Los vinos espumosos deben elaborarse con el 40% de Verdejo para vinos medios y semidulces, y el 85% de Verdejo para Brut y Brut Nature.

Tanto el Rueda Pálido como el Rueda Dorado se pueden elaborar con cualquier combinación de uvas autorizadas. El primero es un vino de licor, seco, con una contenido alcohólico mínimo del 15%. El Dorado es también un vino de licor, seco, de crianza oxidativa, con una graduación alcohólica mínima de 15º.

Los rosados y tintos han sido definidos recientemente por la regulación, que se actualizó en 2001. Se elaboran respectivamente con el 50% de variedades rojas y el 50% de Tempranillo.


Los vinos blancos, frescos y luminosos, por los que es famosa la D.O. se elaboran con uvas que inicialmente se enfrían (por debajo de la temperatura de fermentación) y luego permanecen cubiertas de un gas inerte durante el proceso de fermentación en frío. El prensado se hace con mucho cuidado y el mosto florse mezcla con vino previamente prensado.

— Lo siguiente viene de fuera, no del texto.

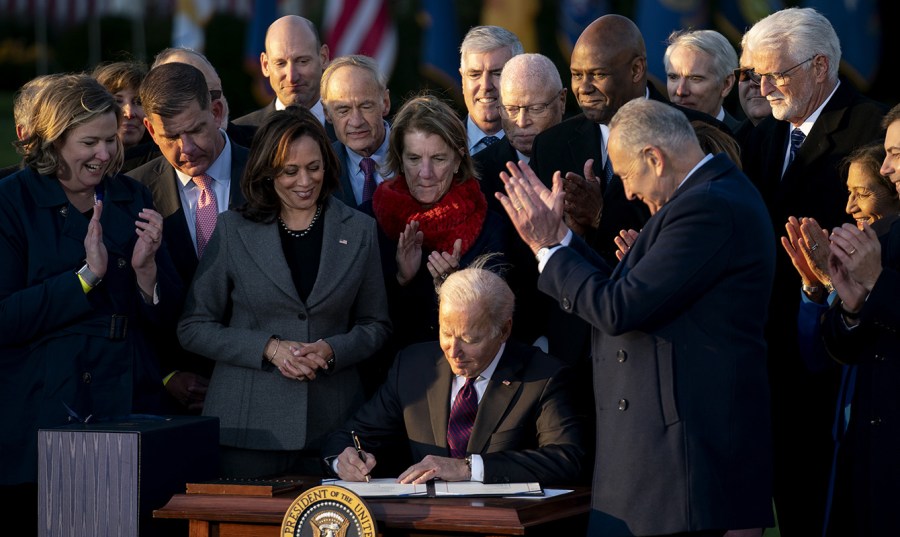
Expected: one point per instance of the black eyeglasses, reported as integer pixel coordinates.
(777, 78)
(536, 110)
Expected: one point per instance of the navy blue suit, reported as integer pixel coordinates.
(680, 383)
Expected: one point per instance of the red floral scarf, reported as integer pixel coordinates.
(459, 214)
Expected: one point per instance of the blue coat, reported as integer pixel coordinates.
(55, 345)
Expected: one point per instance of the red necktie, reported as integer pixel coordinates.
(207, 212)
(462, 418)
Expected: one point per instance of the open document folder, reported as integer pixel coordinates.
(387, 487)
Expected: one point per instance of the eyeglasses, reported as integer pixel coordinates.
(742, 74)
(535, 110)
(778, 79)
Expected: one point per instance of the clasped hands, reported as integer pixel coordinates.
(409, 256)
(298, 360)
(535, 211)
(352, 468)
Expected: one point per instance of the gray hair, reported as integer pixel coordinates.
(354, 60)
(798, 33)
(642, 122)
(478, 286)
(716, 45)
(536, 69)
(481, 39)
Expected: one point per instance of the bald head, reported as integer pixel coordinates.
(201, 63)
(294, 60)
(612, 46)
(532, 97)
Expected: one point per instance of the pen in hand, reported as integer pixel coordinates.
(359, 451)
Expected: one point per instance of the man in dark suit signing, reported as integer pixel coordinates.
(184, 122)
(474, 406)
(682, 395)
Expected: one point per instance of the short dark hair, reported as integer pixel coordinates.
(169, 89)
(870, 157)
(268, 152)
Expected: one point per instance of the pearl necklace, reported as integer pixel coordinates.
(299, 234)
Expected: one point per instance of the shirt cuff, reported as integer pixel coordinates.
(547, 254)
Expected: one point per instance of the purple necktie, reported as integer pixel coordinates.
(462, 418)
(206, 213)
(368, 167)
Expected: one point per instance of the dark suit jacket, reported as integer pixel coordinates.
(55, 344)
(813, 185)
(244, 293)
(159, 176)
(873, 438)
(525, 429)
(680, 378)
(345, 192)
(255, 119)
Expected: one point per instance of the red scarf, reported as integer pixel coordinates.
(459, 214)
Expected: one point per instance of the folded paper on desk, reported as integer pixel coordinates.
(388, 488)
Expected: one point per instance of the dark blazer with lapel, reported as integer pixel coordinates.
(243, 294)
(873, 437)
(525, 429)
(55, 348)
(159, 176)
(814, 186)
(679, 353)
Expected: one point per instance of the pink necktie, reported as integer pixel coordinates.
(462, 418)
(368, 167)
(206, 213)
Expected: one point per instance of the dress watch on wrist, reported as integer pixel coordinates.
(91, 279)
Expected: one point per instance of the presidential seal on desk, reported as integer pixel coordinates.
(328, 511)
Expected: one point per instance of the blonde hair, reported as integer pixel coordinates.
(66, 103)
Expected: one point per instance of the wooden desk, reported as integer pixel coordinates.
(256, 516)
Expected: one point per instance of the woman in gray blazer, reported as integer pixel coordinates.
(288, 299)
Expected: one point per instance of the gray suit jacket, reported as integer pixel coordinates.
(243, 294)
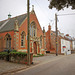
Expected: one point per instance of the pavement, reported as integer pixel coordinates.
(10, 67)
(61, 65)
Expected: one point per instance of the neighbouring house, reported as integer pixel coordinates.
(73, 44)
(64, 42)
(13, 34)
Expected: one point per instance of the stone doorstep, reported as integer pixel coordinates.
(14, 70)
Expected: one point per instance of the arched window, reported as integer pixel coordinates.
(33, 29)
(23, 39)
(8, 41)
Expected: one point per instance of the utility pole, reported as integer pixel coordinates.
(56, 34)
(28, 34)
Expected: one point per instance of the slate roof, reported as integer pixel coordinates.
(9, 25)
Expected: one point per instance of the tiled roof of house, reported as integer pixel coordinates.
(8, 25)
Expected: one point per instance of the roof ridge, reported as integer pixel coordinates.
(13, 17)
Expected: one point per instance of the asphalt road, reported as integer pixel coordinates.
(64, 65)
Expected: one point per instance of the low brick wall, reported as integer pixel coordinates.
(20, 59)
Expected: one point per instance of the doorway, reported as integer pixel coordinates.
(35, 48)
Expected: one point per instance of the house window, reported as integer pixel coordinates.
(41, 41)
(33, 29)
(23, 39)
(8, 41)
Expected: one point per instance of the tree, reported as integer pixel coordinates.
(60, 4)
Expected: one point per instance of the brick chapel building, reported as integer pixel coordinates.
(13, 34)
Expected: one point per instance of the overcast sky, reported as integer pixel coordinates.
(66, 23)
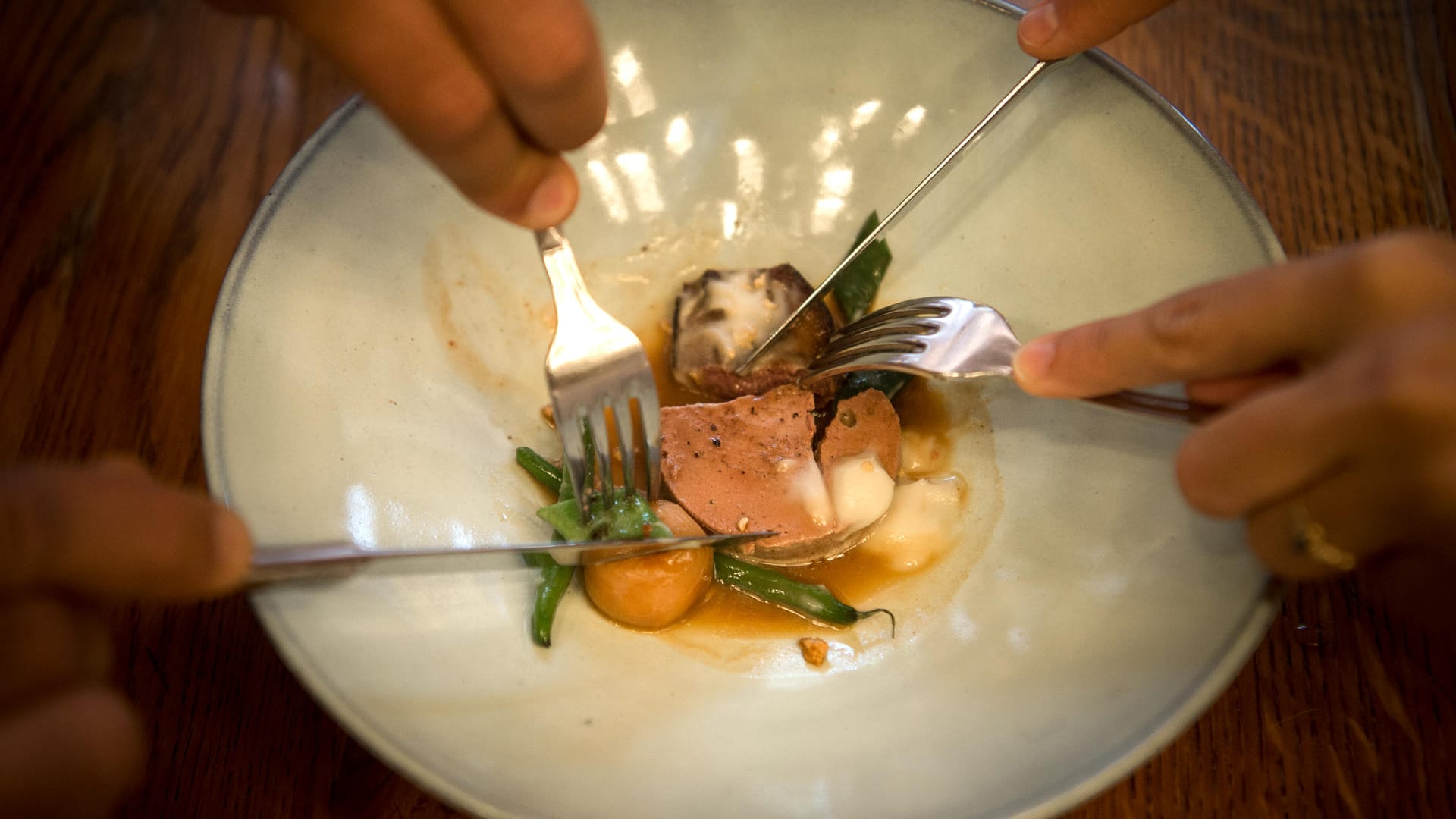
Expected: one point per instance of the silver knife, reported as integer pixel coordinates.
(338, 558)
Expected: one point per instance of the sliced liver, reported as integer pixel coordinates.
(721, 463)
(862, 423)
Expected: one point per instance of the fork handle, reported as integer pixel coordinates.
(1158, 406)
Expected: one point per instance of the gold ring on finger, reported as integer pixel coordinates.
(1312, 541)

Al igual que en la Ribera del Duero, los vinos tintos se elaboran mediante las técnicas más actuales: se despalillan y fermentan las uvas y la pulpa, después de extraído el mosto flor, se prensa añadiéndole el vino prensado al mosto anterior para obtener la mezcla final.

Las regulaciones sobre el envejecimiento para los vinos de Crianza, Reserva y Gran Reserva, tanto tintos como blancos, son una variación sobre el sistema nacional y especifican que los barriles no deben tener más de ocho años de antigüedad. Los vinos fermentados en barril sólo pueden etiquetarse si han sido fermentados en barricas de 225 litros y reposados sobre sus lías al menos durante tres meses.

Vinos tradicionales como los generosos siguen un eficaz y acelerado proceso de oxidación tras su fermentación tumultuosa. Al cabo de unos diez meses, el vino cobra un peculiar color oro y se forma una fina película de levadura llamada flor en la superficie. Los generosos deben pasar un mínimo de cuatro años en el proceso de oxidación para que envejezcan. El vino pálido debe pasar los dos años finales de su envejecimiento en roble, y el dorado, los últimos tres.

Los vinos espumosos se elaboran mediante el llamado método tradicional, pero con la uva Verdejo en vez de Viura, y deben pasar al menos nueve meses sobre sus lías antes del degüelle.